Proses pembelajaran yang menggunakan pendekatan SCL (Student Centered Learning) menjadi salah satu pilihan dalam KBK. Soft skills dikembangkan tidak melalui satu mata kuliah, melainkan di selipkan di setiap mata kuliah. Apabila atribut soft skills yang akan dikembangkan adalah komunikasi lisan, maka proses pembelajaran yang menggunakan presentasi, diskusi, diskusi kelompok menjadi perlu dilakukan. Namun, apabila kerjasama yang akan difokuskan, maka penugasan berkelompok yang banyak diberikan. Saat ini dosen seringkali memberi penugasan berkelompok. Tetapi hasilnya kurang memuaskan, karena dosen menyerahkan sepenuhnya kepada mahasiswa untuk berkelompok tanpa pendampingan dari dosen.

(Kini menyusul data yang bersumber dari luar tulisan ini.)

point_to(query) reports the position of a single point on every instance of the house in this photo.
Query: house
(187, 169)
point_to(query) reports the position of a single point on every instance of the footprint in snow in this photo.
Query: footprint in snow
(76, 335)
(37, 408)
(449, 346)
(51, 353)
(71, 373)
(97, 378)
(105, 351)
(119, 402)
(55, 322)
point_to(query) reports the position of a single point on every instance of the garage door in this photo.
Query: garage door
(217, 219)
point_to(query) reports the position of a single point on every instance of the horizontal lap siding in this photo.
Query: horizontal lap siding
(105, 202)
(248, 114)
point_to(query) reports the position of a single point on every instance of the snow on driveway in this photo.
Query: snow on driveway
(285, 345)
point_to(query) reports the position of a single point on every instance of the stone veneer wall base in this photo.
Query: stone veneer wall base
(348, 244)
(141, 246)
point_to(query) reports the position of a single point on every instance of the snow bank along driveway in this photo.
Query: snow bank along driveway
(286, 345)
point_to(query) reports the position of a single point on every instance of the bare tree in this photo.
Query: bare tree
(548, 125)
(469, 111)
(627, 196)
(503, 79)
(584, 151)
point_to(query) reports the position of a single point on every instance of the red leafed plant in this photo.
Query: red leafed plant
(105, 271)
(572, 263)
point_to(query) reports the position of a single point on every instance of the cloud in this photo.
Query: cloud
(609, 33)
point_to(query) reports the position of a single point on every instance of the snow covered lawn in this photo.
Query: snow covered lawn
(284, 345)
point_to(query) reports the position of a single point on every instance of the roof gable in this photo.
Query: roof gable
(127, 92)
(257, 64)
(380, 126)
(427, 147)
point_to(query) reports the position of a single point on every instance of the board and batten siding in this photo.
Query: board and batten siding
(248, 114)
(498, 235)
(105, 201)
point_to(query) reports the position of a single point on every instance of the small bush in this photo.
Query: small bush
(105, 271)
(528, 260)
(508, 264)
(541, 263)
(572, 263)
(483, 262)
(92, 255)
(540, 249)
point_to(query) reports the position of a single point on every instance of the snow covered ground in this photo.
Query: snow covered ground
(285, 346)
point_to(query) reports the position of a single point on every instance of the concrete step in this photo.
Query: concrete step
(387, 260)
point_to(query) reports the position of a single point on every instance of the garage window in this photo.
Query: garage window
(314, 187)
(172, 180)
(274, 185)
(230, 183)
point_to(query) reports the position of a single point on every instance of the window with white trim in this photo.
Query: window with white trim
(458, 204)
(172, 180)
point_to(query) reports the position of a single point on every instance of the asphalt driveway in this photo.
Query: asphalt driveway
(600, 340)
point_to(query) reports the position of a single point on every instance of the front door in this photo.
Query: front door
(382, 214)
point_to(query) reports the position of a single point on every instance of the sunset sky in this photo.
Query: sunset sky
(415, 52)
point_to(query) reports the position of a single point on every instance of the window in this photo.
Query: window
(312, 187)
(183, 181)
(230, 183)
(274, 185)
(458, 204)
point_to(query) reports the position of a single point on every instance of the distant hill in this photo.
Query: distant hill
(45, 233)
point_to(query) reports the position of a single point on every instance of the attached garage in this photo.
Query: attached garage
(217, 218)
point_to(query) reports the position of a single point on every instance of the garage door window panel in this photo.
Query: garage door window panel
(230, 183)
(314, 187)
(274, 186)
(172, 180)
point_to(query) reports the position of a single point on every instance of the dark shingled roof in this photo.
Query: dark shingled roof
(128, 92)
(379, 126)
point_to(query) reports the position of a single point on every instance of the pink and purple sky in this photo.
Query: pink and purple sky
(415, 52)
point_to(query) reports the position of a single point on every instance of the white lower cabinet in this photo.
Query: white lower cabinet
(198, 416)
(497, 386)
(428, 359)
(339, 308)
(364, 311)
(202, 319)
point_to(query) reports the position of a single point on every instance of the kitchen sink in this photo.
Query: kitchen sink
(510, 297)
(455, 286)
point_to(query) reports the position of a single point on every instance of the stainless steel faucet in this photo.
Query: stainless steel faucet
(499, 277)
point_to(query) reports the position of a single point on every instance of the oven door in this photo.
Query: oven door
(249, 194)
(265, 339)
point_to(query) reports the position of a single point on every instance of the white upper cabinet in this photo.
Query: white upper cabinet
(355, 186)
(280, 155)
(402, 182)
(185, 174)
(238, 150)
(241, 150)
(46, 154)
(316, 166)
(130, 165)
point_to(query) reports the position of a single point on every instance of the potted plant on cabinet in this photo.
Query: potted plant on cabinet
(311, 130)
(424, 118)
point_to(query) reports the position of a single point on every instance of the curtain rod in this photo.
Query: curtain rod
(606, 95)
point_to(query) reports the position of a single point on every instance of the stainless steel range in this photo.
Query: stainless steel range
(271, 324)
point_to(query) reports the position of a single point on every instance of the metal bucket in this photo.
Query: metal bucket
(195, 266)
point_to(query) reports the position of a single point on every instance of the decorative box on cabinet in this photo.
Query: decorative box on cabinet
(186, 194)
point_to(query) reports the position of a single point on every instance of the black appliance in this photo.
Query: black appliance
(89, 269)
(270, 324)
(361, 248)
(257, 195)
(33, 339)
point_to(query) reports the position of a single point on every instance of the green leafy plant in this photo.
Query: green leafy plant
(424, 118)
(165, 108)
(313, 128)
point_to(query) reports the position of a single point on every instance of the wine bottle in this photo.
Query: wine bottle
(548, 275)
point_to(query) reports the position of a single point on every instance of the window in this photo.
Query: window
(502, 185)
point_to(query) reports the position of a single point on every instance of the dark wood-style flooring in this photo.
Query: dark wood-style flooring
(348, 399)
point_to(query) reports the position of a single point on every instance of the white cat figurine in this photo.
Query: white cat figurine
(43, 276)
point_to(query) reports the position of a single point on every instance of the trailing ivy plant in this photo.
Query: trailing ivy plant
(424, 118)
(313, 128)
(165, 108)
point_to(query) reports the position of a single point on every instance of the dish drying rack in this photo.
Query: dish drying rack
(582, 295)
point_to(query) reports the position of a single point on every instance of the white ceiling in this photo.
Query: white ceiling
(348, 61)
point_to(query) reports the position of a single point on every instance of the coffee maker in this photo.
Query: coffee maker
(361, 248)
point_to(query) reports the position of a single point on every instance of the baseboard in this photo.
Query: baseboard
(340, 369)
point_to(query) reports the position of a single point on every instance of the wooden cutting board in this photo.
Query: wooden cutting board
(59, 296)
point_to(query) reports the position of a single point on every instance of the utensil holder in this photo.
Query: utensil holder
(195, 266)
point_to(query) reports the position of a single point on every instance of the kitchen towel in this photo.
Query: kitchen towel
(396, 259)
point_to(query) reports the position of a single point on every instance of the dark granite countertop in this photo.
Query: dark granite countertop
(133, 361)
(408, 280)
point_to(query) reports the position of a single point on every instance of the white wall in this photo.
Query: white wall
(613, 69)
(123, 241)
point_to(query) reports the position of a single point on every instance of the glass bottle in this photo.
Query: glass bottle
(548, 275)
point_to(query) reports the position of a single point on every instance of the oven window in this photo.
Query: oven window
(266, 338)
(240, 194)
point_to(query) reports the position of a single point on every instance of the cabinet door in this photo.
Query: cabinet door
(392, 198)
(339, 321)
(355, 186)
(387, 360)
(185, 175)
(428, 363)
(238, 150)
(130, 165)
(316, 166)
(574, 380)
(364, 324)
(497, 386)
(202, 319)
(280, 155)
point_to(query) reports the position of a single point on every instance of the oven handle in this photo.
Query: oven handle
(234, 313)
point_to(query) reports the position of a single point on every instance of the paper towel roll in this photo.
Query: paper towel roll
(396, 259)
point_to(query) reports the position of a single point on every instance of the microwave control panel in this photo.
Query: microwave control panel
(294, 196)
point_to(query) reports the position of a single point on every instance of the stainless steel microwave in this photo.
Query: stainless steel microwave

Andai tugas yang diberikan adalah membuat tulisan kelompok, maka dosen seharusnya berada di tengah kelompok memperhatikan dan mengarahkan bagaimana mereka menentukan kordinator/ketuanya, bagaimana mereka memutuskan topik yang akan ditulis, bagaimana mereka membagi tugas dan menulis bersama. Adakah sinkronisasi dilakukan setelah semua tulisan terkumpul?. Tidak heran jika tulisan yang disusun tidak runtut dari satu bab ke bab lain, karena mahasiswa tidak benar-benar bekerjasama, tetapi sama-sama bekerja. Asistensi seperti yang dilakukan di bidang arsitek perlu mendapat acungan jempol dalam menjadikan mahasiswa kompeten di bidangnya. Demikian juga yang dilakukan di teknik kimia di beberapa perguruan tinggi, saat mengadakan pembicaraan antara dosen dan mahasiswa sebelum masuk laboratorium. Hal ini tidak mungkin dilakukan dengan waktu yang terbatas dan jumlah mahasiswa yang banyak di kelas. Seyogyanya perubahan proses pendidikan diawali dengan perubahan aturan akademik terlebih dahulu. Sebagai contoh di TI ITS yang membatasi mahasiswa dalam satu kelas hanya maksimal 35 orang. Padahal satu tahun mahasiswa yang diterima sekitar 150 orang. Dengan demikian kelas paralel diterapkan oleh pimpinan perguruan tinggi.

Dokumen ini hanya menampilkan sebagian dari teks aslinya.